Unterschiede mit ganzem Stolz leben
Elisabeth Böswald-Rid: Liebe Frau Fritz-Kramer, als Geschäftsführerin eines großen mittelständischen Unternehmens haben Sie schon früh Verantwortung übernommen. Mit gerade 33 Jahren übergab Ihnen Ihr Vater als Geschäftsführerin die Verantwortung für den Familienbetrieb. Wie empfanden Sie diesen Start in einer solch verantwortungsvollen Position?

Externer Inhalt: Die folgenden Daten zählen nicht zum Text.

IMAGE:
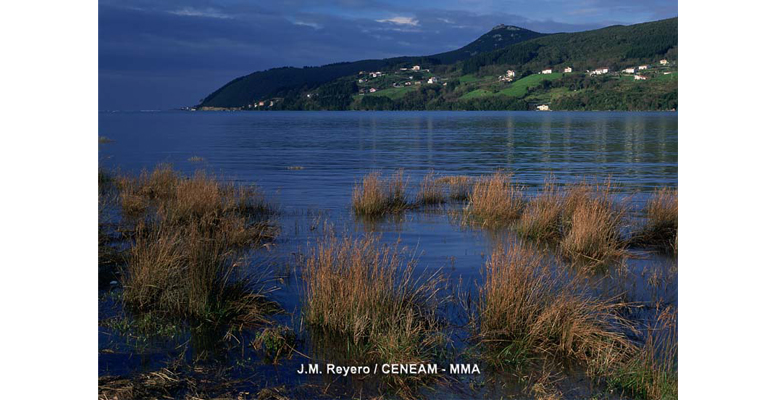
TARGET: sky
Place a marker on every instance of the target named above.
(156, 55)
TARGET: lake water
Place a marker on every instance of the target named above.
(330, 151)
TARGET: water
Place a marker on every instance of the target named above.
(308, 162)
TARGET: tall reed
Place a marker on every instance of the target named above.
(367, 292)
(376, 196)
(495, 201)
(661, 226)
(185, 258)
(431, 191)
(528, 311)
(593, 224)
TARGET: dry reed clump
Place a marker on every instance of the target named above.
(459, 186)
(186, 255)
(661, 227)
(431, 191)
(652, 372)
(524, 313)
(541, 218)
(376, 196)
(362, 290)
(495, 201)
(592, 223)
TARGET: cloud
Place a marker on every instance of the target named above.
(207, 13)
(401, 21)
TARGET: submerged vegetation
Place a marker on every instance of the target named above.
(186, 237)
(367, 292)
(495, 200)
(662, 213)
(179, 250)
(376, 196)
(526, 312)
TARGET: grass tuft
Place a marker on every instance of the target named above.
(593, 224)
(376, 196)
(188, 245)
(524, 313)
(365, 291)
(542, 215)
(661, 228)
(652, 372)
(495, 201)
(459, 186)
(431, 191)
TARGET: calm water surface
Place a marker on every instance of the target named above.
(334, 149)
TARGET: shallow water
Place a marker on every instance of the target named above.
(331, 150)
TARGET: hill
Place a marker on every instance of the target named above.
(474, 77)
(277, 81)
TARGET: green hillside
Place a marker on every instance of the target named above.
(475, 78)
(277, 82)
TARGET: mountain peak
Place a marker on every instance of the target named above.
(506, 27)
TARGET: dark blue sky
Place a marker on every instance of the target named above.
(166, 54)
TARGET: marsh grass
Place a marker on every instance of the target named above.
(375, 196)
(366, 291)
(652, 372)
(275, 342)
(458, 186)
(541, 218)
(431, 191)
(188, 241)
(661, 225)
(528, 312)
(495, 201)
(592, 224)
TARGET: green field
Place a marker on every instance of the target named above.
(477, 93)
(393, 93)
(519, 87)
(468, 78)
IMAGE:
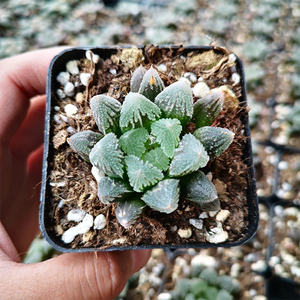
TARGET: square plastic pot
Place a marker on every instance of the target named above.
(58, 65)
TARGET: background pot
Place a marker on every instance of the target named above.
(57, 66)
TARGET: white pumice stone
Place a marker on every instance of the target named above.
(196, 223)
(232, 57)
(216, 235)
(184, 80)
(201, 89)
(84, 78)
(69, 235)
(97, 173)
(100, 222)
(113, 71)
(162, 68)
(63, 78)
(85, 225)
(69, 89)
(60, 93)
(213, 213)
(190, 76)
(203, 215)
(92, 56)
(236, 78)
(71, 110)
(204, 260)
(259, 266)
(72, 67)
(185, 233)
(76, 215)
(223, 215)
(71, 130)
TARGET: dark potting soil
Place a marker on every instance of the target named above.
(73, 186)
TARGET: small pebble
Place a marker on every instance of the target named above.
(63, 78)
(85, 225)
(203, 215)
(95, 57)
(259, 266)
(236, 78)
(113, 71)
(162, 68)
(60, 93)
(100, 222)
(196, 223)
(71, 110)
(201, 89)
(76, 215)
(84, 78)
(223, 215)
(185, 233)
(69, 89)
(190, 76)
(72, 67)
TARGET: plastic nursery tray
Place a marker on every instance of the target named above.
(58, 65)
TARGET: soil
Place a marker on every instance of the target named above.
(73, 184)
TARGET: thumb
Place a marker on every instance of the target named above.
(100, 275)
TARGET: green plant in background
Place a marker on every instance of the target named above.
(208, 285)
(143, 153)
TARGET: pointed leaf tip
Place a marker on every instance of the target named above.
(83, 142)
(167, 132)
(137, 111)
(129, 211)
(151, 84)
(106, 112)
(199, 190)
(141, 174)
(163, 197)
(176, 102)
(189, 157)
(107, 156)
(207, 109)
(214, 139)
(137, 78)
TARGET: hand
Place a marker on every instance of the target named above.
(69, 276)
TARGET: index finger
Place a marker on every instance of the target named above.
(22, 77)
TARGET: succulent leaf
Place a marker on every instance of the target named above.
(83, 142)
(214, 139)
(141, 174)
(129, 211)
(137, 78)
(157, 158)
(207, 109)
(199, 190)
(167, 132)
(176, 102)
(112, 190)
(107, 156)
(133, 141)
(164, 196)
(106, 112)
(189, 157)
(137, 111)
(151, 84)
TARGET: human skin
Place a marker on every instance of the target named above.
(99, 275)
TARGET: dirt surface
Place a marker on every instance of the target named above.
(73, 185)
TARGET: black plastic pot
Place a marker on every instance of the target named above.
(57, 66)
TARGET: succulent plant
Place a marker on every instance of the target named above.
(144, 152)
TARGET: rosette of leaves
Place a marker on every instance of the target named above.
(143, 152)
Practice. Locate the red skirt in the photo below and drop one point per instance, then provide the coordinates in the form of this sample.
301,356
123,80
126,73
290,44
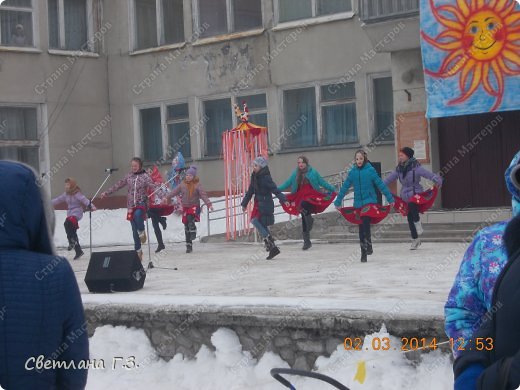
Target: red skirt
163,210
193,210
376,213
74,221
255,213
130,212
318,200
424,200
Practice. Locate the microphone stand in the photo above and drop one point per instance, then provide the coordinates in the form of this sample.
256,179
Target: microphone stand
109,173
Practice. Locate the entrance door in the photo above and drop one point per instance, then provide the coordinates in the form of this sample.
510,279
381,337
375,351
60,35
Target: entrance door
475,150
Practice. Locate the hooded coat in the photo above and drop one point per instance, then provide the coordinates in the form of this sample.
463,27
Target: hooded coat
41,313
470,297
411,179
364,179
262,187
497,367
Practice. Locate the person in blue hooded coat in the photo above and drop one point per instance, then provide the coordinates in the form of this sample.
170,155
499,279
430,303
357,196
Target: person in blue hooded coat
263,187
491,359
306,184
41,313
470,297
364,178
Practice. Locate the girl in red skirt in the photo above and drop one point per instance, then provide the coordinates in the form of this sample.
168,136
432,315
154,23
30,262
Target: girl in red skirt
306,197
191,193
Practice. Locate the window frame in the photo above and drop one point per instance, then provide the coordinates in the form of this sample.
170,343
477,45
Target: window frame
319,117
90,47
371,111
234,118
230,21
162,105
159,30
314,19
35,27
42,135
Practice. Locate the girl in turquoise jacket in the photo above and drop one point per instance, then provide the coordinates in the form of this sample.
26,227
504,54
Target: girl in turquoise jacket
364,178
306,186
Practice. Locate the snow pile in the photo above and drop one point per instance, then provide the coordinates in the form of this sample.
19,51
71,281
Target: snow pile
231,368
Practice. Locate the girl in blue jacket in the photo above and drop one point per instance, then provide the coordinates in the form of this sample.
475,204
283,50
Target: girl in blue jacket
305,184
363,177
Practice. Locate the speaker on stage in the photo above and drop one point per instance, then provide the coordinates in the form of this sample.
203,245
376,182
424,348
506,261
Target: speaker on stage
115,271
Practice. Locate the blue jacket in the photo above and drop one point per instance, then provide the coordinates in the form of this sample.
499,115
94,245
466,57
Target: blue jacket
315,179
484,368
363,179
40,305
471,295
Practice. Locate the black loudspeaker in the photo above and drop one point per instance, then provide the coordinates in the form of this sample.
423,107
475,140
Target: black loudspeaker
115,271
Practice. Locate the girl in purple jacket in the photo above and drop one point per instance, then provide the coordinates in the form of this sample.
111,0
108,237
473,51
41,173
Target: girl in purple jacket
409,172
76,203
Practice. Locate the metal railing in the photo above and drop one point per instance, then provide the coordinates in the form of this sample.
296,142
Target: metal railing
335,179
379,10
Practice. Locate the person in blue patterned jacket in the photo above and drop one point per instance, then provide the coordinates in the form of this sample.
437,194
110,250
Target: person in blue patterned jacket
43,332
471,295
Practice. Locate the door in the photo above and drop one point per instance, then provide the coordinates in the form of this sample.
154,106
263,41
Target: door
475,150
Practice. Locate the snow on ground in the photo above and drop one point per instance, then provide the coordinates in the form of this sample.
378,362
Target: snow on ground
328,276
224,368
110,227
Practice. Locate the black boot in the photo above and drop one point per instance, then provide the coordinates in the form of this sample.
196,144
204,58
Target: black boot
162,221
369,247
306,241
192,228
273,249
78,250
309,221
363,252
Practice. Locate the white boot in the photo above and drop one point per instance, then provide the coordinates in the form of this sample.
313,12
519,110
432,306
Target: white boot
418,227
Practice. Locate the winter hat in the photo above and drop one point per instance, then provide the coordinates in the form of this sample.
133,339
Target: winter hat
260,161
408,151
73,186
192,171
512,183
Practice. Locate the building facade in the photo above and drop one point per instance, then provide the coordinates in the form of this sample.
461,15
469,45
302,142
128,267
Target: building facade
88,84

Dagmar Fritz-Kramer: Natürlich war ich mir der Verantwortung, die ich mit dieser Position übernommen habe durchaus bewusst und natürlich hat mich das damals sehr beschäftigt. An mir hängt ja die Verntwortung für eine Vielzahl an Arbeitsplätzen und vor allem an den Menschen, die für mich arbeiten. Aber die Übergabe war lange und gut geplant. Wir haben uns entschieden, die Verantwortung über einen längeren Zeitraum Stück für Stück zu übergeben. So konnte ich da hineinwachen und mich an alles gewöhnen.
Parallel zu dieser anspruchsvollen beruflichen Lebensphase haben Sie auch Ihre Familie gegründet. Wie hat sich diese Erfahrung auf Ihr berufliches Engagement ausgewirkt? Welche Konsequenzen haben Sie daraus für die Entwicklung familienfreundlicher Arbeitsplätze entwickelt?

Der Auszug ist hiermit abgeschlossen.